Far more important was that the failure of appeasement appeared to have shown once and for all that negotiation with Germany was hopeless: the whole German military machine had utterly to be destroyed, once and for all. Had not the German army in 1918 been allowed to march home claiming, quite wrongly, never to have been defeated? Did generosity then not give birth to the myth of the stab in the back and the enemy within which led directly to Nazism and the Final Solution? Had we not heard before these cries for quarter from Germany when its aggression began to turn to defeat? It was not because one Oxford don doubted the practicality of his friend von Trott’s peace schemes that Allied strategy, rightly or wrongly, was sceptical about negotiating with German military aristocrats, heroic though some of them unquestionably turned out to be. Justifiably or not, that did not at the time seem a plausible route to the permanent destruction of German militarism.

So if we take this book to be a shot at the truth in the form of a novel, it is a poor shot. It is a poor portrait too of Berlin, sometimes touching the ludicrous, as with the sexual adventures invented for him in pre-war Jerusalem.

But should we be judging Cartwright, who is a very good novelist, not like this at all but against the criteria we use when we read pure fiction sparked by real events, fiction which creates a world to be judged on its own terms, a world like that of Stendhal or Scott?
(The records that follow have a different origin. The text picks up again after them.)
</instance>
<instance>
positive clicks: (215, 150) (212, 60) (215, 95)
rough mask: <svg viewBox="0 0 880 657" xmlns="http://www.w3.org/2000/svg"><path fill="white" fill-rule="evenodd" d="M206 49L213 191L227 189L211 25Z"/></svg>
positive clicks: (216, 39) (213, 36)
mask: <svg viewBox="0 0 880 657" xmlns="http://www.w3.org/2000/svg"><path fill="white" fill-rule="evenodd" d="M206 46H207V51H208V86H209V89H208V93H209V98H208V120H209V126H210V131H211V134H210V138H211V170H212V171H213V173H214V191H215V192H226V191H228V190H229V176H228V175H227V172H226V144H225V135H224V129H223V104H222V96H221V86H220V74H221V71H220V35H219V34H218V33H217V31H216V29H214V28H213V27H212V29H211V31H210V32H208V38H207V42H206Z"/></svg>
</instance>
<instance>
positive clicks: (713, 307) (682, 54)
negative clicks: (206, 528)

The distinction matters, I think. It is difficult now to rescue Mozart from the grotesque cartoon of Shaffer’s Amadeus; or Vermeer from Chevalier’s Girl with a Pearl Earring, let alone Kutuzov from War and Peace. Brilliantly, the authors told lies. In literary terms, who cares? The artistic end justifies the means. We only care if they claim to be telling the truth. So we need to know which game Cartwright is playing. Is he trying to tell the truth or explore ideas of his own invention? There are plenty of ideas. Is a great but personally timid moral philosopher a better or worse man than a heroic but muddled man of action? Does the seductive ‘secret and sacred’ Germany of forest, ancient blood and purity of life which his resisting aristocrats want to save from Hitler and from the Russians have the same roots in the end as the Nazi pathology which they see, too late, will destroy it? How does the memory of past atrocities condition us to atrocities around us now? (The climax of the book is the rediscovery, long after the war, of the obscene film Hitler caused to be made of the killing of von Trott. That rings a contemporary bell or two.) These are not trivial themes.

If Cartwright wants to be judged on how he handles what he has invented, then he has my vote. He is a powerful and vivid writer. He can make you laugh and cry and think. He tells his story with compelling skill. But it is just not the story of Isaiah Berlin and Adam von Trott.